Kein Fleisch. „Wir hatten selbst diese Vorurteile, dass man seinen Namen tanzen muss und so weiter. Aber so ist es nicht“, erzählt die Mutter, die selbst eine Regelschule besuchte und anschließend Betriebswirtschaft studierte. Das Konzept der Eurythmie und des bewegten Lernens erprobten die Eltern selbst – das sei durchaus herausfordernd gewesen. Die Schule habe einen großen Park und liege nahe dem Lainzer Tiergarten: „Für Buben wie unseren, die sich viel bewegen wollen, ist das schön.“ Vor allem ist Felix' Eltern wichtig, dass mit Spaß gelernt wird und die Gemeinschaft eine große Rolle spielt, denn Felix sei ein Einzelkind. Die Eltern könnten jederzeit zum Essen in die Schulkantine kommen und mitessen. Dort wird jeden Tag frisch gekocht: bio und ausschließlich vegetarisch.

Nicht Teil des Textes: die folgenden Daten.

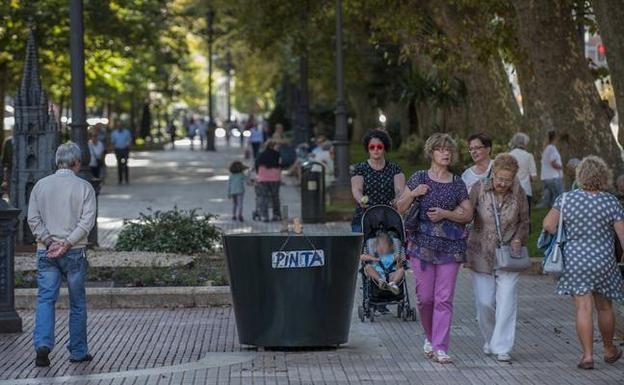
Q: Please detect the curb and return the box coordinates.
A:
[15,286,232,310]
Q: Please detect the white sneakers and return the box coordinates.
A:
[423,338,433,358]
[433,350,453,364]
[423,338,453,364]
[496,353,511,362]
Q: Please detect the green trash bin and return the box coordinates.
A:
[224,233,362,347]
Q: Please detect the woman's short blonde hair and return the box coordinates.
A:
[509,132,529,150]
[492,153,520,177]
[576,155,613,191]
[425,133,458,162]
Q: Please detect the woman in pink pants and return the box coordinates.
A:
[397,134,473,364]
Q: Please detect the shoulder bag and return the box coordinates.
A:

Mit Noten an sich hätten sie kein Problem, aber dass es stattdessen an der Waldorfschule einen detaillierten Bericht über die Stärken und Schwächen der Kinder gebe, finden die Gehls besser. Monatlich wird die Familie rund 480 Euro Elternbeitrag zahlen. Für weniger betuchte Eltern gibt es Vergünstigungen. „Uns gefällt der ausgleichende soziale Gedanke, weil wir keine Eliteschule wollen“, sagt der 41-jährige Vater, der in führender Position bei einem internationalen Konzern arbeitet. Dass der Staat die Lehrerkosten nicht trägt, findet er aber empörend.

In Zahlen

35.725

Taferlklassler

starten am Montag in Wien, Niederösterreich und dem Burgenland ihre Schullaufbahn.

48.092

Schulanfänger
gibt es eine Woche später in den übrigen Bundesländern.